"Certains méditent en allant à la pêche dès l'aube, d'autres en grattant une guitare ; moi je médite en écrivant. Editer est bien sympathique, mais ça te fait perdre le fil. Te porte trop loin de ta pierre de méditation. C'est méditer qui est important. Méditer : s'éveiller à une conscience qui est à la fois ce que tu portes de plus intime et ce qui est ton plus grand dehors", dit-il.

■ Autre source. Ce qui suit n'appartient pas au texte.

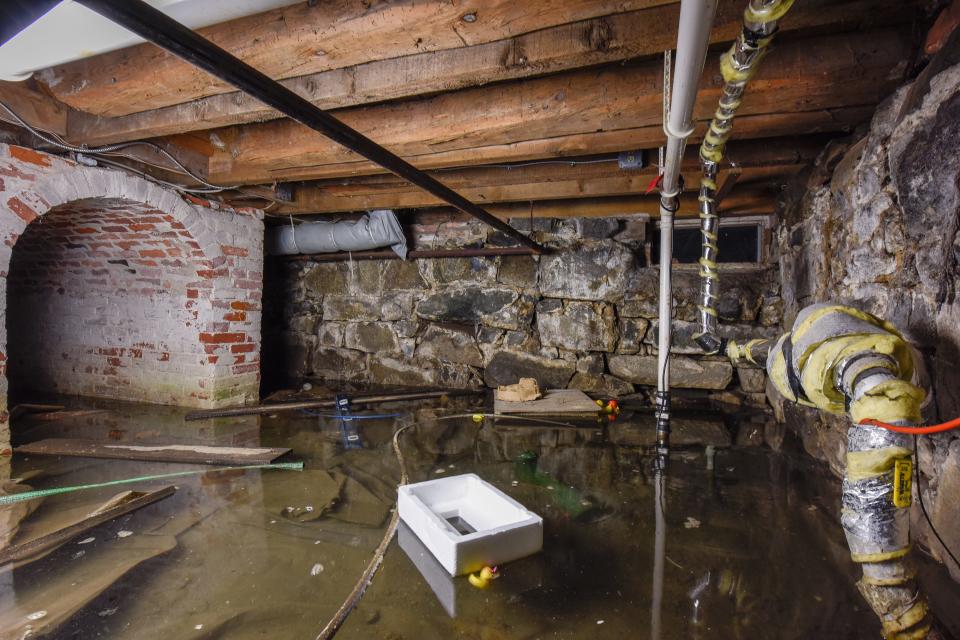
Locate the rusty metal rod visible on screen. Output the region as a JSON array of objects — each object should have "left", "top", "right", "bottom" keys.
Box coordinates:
[
  {"left": 184, "top": 389, "right": 486, "bottom": 421},
  {"left": 283, "top": 247, "right": 537, "bottom": 262},
  {"left": 77, "top": 0, "right": 543, "bottom": 253}
]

Me délectant de la lecture de Philippe Sollers, Les Voyageurs du Temps, à bord du vol Francfort-Budapest du matin. Un regard sur le bout de l'aile qui disparait par instant dans le
nuage. Juste le bord de fuite, le vide, et cette phrase écrite sur l'empennage : DO NOT WALK OUTSIDE THIS AREA.

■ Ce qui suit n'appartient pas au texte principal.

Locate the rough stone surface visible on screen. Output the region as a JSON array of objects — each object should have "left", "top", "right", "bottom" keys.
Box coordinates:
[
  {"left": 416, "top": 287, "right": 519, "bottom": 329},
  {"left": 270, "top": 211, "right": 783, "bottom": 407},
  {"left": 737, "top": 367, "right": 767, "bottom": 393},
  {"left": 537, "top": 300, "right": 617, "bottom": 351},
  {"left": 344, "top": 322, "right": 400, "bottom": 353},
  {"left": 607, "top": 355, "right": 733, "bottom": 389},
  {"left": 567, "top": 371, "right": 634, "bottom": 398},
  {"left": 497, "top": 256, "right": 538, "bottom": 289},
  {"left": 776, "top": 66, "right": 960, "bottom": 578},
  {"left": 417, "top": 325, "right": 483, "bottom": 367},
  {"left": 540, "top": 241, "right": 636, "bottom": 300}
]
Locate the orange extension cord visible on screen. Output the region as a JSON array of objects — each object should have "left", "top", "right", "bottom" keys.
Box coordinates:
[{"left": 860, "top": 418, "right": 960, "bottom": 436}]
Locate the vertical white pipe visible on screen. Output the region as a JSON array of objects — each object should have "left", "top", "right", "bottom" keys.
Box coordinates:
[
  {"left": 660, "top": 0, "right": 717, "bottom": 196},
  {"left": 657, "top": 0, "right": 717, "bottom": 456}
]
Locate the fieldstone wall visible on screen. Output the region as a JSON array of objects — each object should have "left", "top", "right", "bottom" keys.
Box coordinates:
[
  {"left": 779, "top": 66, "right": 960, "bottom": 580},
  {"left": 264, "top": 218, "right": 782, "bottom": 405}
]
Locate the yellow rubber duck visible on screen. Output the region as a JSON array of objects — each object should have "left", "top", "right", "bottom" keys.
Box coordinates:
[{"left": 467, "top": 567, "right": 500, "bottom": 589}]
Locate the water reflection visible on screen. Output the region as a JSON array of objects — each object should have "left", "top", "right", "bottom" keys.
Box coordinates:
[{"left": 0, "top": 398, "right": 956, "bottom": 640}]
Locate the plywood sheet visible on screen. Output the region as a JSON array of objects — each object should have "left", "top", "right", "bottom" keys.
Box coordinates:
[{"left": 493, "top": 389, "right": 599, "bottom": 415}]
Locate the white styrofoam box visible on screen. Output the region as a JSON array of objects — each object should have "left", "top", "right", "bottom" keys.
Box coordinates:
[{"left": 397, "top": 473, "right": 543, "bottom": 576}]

C'est précisément là où je vais.
Les envois aux éditeurs : ils ont cessé. Mots de lecteurs, parfois, directs ou indirects, comme venus d'un monde qui m'est de plus en plus étranger. Je ne sais plus ce qu'est un livre. Une histoire, dont je n'ai que faire ? Une accélération du présent ? Une petite excitation éphémère ? Avoir voulu s'ajouter à Joyce et avoir raté son coup. Mais au moins ce fut drôle, enlevé, diffractif. Quelques notes encore, histoire de pousser un peu plus loin la ligne. Une erreur qui persiste. Ce refus d'entrer dans l'industrie du roman, on ne s'en remet pas. Il faut payer. On ne vous le pardonne pas. On vous toise, on siffle entre des lèvres molles "Non mais de quel droit !" ; "Pour qui se prend-il !". Allez hop, un bon petit récit : non possumus. Surseoir. Suspendre. Ecrire est au fond tellement emmerdant. Et tout ce qu'on en dit ; ou ce qu'on n'en dit pas. Alors on met un pollochon tout habillé de vos frusques au bureau, on passe par la fenêtre, on s'esbigne, on prend la clef des champs. Comme un peintre qui ne peindrait plus, plongé dans son carnet d'esquisse. On passe à autre chose. Trop de malentendus. Un livre n'a jamais rendu deux esprits plus proches ni plus aimants ni plus compréhensifs. Il pourrait même qu'il disparaisse pour de bon, le livre, non sous les effets de l'internet ou des "liseuses" électroniques, mais parce que dans le monde d'intenses migrations qui se profile il devient un obstacle au sabir de la rencontre, au balbutiemment de ce qui commence : une pierre trop lourde jetée dans le torrent bondissant. Eh bien qu'importe, qu'il disparaisse. Les gens qui font profession du livre me paraissent déjà trop lourds. Finir comme Han shan et Shi te à hurler des fantaisies sous la lune, à écrire sur l'écorce des arbres. Et savoir s'en tenir là.
au fond de ces brumes
au milieu de ces vents
on pourrait croire
que plus rien d'humain
ne viendra plus.
"je ne sais pas si c'est essentiel,
dit-il.
Je sais seulement que quelque chose
s'est ouvert"
accompli le voyage
et l'esprit erre encore
- plus de place pour les mots
juste un rire qui vient
Dans l'écriture des hommes vrais s'entend tous les risques qu'ils ont affrontés pour un mot, une formule.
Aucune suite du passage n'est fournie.